Wepner, known as the “Bayonne Bleeder” due to his tissue paper skin, had an unspectacular record of 31-9-2 (12 KOs) and there was absolutely nothing on his resume to suggest that he had a prayer. The 36-year-old journeyman’s main claims to fame were that he’d been stopped in three rounds by a novice version of Foreman in 1969 and had lasted until the ninth against a veteran version of Sonny Liston. The latter busted Wepner up so badly that he required 72 stitches in his face.
Not surprisingly, the bout was derided by fans and written off by experts as an unapologetic mismatch. However, Wepner did far better than anyone expected and the fight became famous – and in some ways notorious – for a variety of reasons. What follows is a series of pictures from The Ring archive that chronicle this memorable encounter and its aftermath:
Due to Ali’s immense popularity, the Wepner bout featured as cover story in the April 1975 issue of Ring Magazine.
On March 5, 1975 Ali and promoter Don King announce that proceeds from the Wepner bout will be donated to the Sahel drought appeal in Africa.
Future heavyweight champion of the world Larry Holmes knocks out Charlie Green in one round on the Ali-Wepner undercard. Holmes, who had been employed by Ali as a sparring partner for years, had helped prepare his mentor for what would be the final time.
Prior to the bout taking place, Ali was presented with The Ring Magazine heavyweight championship belt that he’d earned with his KO 8 victory over Foreman.
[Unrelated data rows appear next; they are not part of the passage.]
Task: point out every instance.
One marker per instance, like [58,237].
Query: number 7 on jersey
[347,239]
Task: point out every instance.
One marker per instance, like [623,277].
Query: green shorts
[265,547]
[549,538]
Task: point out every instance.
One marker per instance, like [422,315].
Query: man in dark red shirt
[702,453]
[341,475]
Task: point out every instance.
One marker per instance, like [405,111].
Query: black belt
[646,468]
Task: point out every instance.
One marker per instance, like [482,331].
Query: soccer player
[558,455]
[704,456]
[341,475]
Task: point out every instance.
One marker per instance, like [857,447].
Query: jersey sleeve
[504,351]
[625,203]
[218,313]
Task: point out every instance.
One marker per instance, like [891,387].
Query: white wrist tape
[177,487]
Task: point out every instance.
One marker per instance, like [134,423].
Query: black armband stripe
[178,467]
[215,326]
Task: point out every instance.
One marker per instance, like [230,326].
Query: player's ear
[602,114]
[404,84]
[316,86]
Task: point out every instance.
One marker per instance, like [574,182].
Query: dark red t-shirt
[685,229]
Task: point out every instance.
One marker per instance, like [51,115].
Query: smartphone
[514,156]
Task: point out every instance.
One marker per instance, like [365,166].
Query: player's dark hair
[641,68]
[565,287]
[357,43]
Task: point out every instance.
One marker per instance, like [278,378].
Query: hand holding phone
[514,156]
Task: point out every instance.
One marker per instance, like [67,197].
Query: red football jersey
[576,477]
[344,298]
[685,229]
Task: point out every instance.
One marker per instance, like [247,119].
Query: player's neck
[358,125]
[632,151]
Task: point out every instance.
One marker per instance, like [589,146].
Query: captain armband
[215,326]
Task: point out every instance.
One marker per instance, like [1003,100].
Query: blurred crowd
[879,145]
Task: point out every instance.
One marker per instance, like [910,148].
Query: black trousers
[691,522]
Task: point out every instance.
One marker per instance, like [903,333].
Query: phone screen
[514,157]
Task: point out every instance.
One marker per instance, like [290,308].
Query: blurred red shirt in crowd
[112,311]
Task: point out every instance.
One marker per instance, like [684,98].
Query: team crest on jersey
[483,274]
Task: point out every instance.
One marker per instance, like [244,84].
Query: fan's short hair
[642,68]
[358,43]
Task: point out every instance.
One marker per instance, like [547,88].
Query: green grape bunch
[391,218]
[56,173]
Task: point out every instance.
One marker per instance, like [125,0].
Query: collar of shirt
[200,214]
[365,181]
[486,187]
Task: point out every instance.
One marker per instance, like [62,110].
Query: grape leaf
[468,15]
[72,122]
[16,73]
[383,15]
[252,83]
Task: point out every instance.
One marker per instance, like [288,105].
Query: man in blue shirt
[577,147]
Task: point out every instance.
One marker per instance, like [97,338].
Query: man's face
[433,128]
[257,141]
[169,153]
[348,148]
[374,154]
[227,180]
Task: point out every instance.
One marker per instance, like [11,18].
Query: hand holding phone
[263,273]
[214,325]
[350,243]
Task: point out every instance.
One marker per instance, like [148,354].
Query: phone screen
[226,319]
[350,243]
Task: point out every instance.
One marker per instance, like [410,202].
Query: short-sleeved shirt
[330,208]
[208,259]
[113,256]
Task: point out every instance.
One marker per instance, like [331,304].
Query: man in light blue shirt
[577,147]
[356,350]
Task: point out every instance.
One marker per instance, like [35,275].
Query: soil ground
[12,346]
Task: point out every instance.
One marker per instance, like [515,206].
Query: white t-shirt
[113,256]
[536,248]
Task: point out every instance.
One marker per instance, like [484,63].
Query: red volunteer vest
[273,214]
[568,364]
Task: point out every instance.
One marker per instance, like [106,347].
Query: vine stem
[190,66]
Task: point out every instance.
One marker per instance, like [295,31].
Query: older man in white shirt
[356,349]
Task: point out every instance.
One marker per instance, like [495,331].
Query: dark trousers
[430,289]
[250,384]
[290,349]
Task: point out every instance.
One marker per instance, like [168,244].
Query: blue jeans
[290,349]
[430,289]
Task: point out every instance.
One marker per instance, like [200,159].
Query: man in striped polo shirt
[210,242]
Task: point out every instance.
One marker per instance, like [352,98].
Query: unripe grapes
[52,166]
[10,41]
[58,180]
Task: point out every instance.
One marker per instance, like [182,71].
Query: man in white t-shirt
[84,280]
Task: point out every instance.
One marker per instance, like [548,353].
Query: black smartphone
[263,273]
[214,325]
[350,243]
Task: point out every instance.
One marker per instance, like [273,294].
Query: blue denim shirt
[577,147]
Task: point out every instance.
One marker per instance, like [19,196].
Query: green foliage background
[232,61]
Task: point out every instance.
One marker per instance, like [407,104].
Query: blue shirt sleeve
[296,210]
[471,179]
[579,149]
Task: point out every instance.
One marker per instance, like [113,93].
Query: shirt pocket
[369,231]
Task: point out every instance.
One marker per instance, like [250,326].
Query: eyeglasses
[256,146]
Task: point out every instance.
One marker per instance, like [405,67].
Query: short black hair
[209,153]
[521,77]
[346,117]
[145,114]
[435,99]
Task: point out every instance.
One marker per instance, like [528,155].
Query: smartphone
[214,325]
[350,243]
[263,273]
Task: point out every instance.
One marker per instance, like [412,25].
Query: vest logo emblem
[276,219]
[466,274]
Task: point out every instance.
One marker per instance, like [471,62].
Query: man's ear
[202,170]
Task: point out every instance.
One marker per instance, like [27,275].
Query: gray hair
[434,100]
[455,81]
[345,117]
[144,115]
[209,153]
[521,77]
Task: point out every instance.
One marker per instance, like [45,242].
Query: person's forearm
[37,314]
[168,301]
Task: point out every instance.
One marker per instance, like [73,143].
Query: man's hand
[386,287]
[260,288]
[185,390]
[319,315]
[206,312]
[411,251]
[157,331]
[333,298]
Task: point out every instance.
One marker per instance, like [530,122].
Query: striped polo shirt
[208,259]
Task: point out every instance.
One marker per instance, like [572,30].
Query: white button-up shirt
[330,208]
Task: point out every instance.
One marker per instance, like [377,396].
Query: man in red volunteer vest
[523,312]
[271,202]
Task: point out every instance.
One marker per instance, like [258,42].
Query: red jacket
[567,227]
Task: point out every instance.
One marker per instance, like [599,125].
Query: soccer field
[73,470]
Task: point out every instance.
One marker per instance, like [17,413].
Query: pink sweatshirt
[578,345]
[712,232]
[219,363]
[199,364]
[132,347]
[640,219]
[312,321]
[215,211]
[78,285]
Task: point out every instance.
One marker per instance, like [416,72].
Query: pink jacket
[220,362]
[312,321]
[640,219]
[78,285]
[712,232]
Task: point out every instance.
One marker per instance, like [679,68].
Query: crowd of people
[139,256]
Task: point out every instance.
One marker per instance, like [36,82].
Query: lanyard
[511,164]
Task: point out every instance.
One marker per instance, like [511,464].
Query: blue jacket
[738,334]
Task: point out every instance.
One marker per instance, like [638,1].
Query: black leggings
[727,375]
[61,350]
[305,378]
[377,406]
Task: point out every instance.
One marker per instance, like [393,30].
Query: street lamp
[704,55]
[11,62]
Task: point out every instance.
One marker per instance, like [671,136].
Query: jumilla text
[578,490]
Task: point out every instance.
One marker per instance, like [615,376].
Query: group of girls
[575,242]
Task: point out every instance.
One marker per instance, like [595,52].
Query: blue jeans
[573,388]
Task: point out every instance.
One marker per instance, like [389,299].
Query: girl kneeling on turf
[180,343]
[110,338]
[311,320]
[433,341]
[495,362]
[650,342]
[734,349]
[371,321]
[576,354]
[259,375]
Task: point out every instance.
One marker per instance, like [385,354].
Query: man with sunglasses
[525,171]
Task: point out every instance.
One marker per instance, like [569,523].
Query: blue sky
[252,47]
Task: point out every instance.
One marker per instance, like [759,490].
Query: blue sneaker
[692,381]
Former Editor-in-Chief Nat Loubet made the presentation.
Ali moved on Wepner early and also covered up in his signature defensive cocoon, known as the “rope-a-dope”. Tempers frayed when Ali reacted furiously to what he perceived to be rabbit punches. Referee Tony Perez eventually admonished both fighters for illegal blows.
Ali rarely missed with the jab, which opened up cuts around Wepner’s face.
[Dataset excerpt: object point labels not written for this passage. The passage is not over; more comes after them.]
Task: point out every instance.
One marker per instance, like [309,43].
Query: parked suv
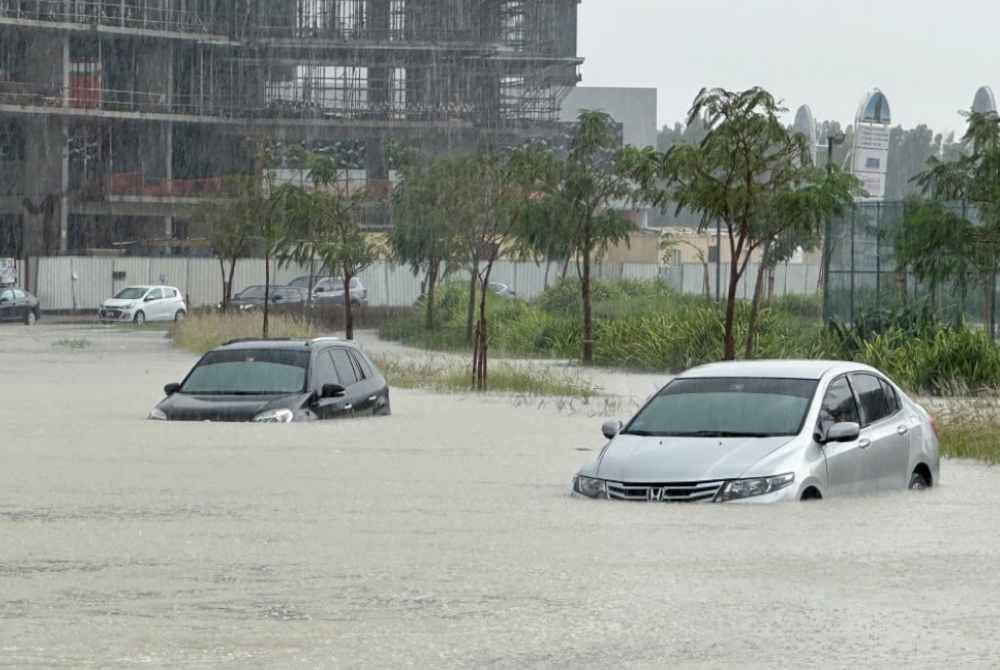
[139,304]
[18,305]
[330,290]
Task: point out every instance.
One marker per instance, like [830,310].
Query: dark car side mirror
[845,431]
[332,391]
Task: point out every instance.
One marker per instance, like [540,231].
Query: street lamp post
[831,140]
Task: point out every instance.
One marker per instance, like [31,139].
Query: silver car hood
[120,303]
[634,458]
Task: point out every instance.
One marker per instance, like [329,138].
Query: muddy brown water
[440,537]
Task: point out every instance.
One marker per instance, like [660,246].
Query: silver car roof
[776,369]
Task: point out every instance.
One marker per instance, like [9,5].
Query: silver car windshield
[726,407]
[130,293]
[249,372]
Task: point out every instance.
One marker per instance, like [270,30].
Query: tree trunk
[267,292]
[754,306]
[470,317]
[222,272]
[348,311]
[729,344]
[229,284]
[431,279]
[588,321]
[480,375]
[312,284]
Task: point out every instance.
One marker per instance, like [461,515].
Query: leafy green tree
[347,250]
[427,215]
[229,224]
[747,167]
[973,178]
[580,191]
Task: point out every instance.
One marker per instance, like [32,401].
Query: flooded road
[442,536]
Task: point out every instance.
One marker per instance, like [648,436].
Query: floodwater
[442,536]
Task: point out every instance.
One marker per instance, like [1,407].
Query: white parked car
[139,304]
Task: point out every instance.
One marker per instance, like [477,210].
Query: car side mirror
[333,391]
[845,431]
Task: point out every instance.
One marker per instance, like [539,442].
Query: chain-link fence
[863,281]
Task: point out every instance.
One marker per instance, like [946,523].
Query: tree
[496,185]
[426,220]
[747,168]
[347,251]
[579,192]
[972,179]
[310,217]
[229,225]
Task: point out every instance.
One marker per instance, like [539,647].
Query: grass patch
[503,378]
[980,441]
[72,343]
[203,331]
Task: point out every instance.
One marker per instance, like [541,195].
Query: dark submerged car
[277,381]
[18,305]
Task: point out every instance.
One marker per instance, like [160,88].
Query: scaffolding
[156,100]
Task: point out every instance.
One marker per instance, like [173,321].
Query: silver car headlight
[757,486]
[275,416]
[590,487]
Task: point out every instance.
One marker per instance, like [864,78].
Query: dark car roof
[284,343]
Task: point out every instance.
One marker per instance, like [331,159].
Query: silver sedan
[767,431]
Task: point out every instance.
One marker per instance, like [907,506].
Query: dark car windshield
[726,407]
[249,372]
[130,293]
[252,292]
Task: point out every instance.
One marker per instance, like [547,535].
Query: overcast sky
[928,57]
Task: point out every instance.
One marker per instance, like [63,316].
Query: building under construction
[118,116]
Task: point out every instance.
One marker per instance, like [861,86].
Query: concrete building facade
[118,116]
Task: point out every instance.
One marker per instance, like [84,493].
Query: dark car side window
[838,404]
[871,398]
[345,369]
[324,371]
[891,399]
[364,369]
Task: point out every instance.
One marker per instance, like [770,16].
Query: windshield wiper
[720,433]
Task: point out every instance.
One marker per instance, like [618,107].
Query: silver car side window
[838,404]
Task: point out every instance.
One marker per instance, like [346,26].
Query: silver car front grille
[665,491]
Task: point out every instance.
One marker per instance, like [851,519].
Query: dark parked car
[18,305]
[330,290]
[282,298]
[277,381]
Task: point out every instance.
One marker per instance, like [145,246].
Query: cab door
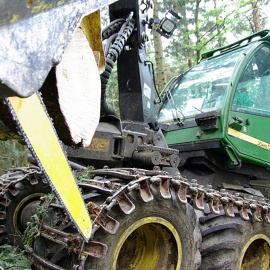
[249,115]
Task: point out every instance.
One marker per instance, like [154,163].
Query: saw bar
[40,136]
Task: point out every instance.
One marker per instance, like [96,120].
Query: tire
[234,244]
[18,202]
[157,235]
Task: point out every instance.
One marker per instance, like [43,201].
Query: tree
[12,154]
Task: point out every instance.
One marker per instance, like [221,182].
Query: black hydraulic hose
[112,53]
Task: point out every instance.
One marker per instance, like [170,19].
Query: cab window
[253,90]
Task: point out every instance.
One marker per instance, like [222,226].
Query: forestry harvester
[179,181]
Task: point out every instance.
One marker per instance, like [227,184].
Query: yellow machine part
[43,142]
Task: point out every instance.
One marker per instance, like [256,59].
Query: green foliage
[33,227]
[12,258]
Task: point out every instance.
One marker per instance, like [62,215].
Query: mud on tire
[232,243]
[21,190]
[158,235]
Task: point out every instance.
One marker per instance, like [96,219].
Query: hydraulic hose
[115,45]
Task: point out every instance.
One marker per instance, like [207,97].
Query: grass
[12,258]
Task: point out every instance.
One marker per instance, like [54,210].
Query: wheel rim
[256,253]
[24,210]
[150,243]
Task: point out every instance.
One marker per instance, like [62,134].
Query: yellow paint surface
[40,133]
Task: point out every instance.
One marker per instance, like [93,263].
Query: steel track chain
[116,184]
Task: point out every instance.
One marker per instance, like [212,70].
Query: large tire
[19,202]
[157,235]
[234,244]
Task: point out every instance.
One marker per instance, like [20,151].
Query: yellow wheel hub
[150,243]
[256,253]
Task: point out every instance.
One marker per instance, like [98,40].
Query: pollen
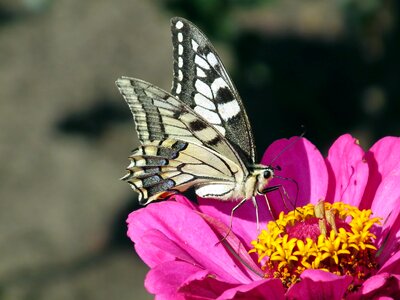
[334,237]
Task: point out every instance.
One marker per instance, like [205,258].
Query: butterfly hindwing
[200,80]
[161,168]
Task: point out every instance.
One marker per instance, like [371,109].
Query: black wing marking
[159,115]
[161,168]
[200,80]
In Round 9 Ali hit the canvas following a right hand to the body and received an official count. Ringside photography would later show that Wepner had stood on Ali’s foot, which contributed to the champion losing his balance. Regardless, Ali was furious and cranked up the punishment.
Wepner can’t take any more and hits the canvas following a flush right to the jaw in the 15th round. It was the first time “The Bayonne Bleeder” had ever been off his feet. Perez stopped the fight before completing the count – the official time was 2:41.
Ali, unhappy with Perez’s officiating, used an ABC post-fight show to vent his anger towards the referee. Perez’s response was a $20 million lawsuit, which was eventually quashed. The two men made peace years later.
An unemployed actor named Sylvester Stallone watched the bout on closed-circuit and was so inspired that he decided to write a script that was loosely based on what transpired in the ring. Stallone wrote the screenplay for Rocky, the movie that launched his career, inside three weeks. Wepner, who became known as “The Real Rocky”, later sued the Hollywood star for “(promoting) the Rocky movies and related products for commercial purposes without consent and without compensation,” according to court documents.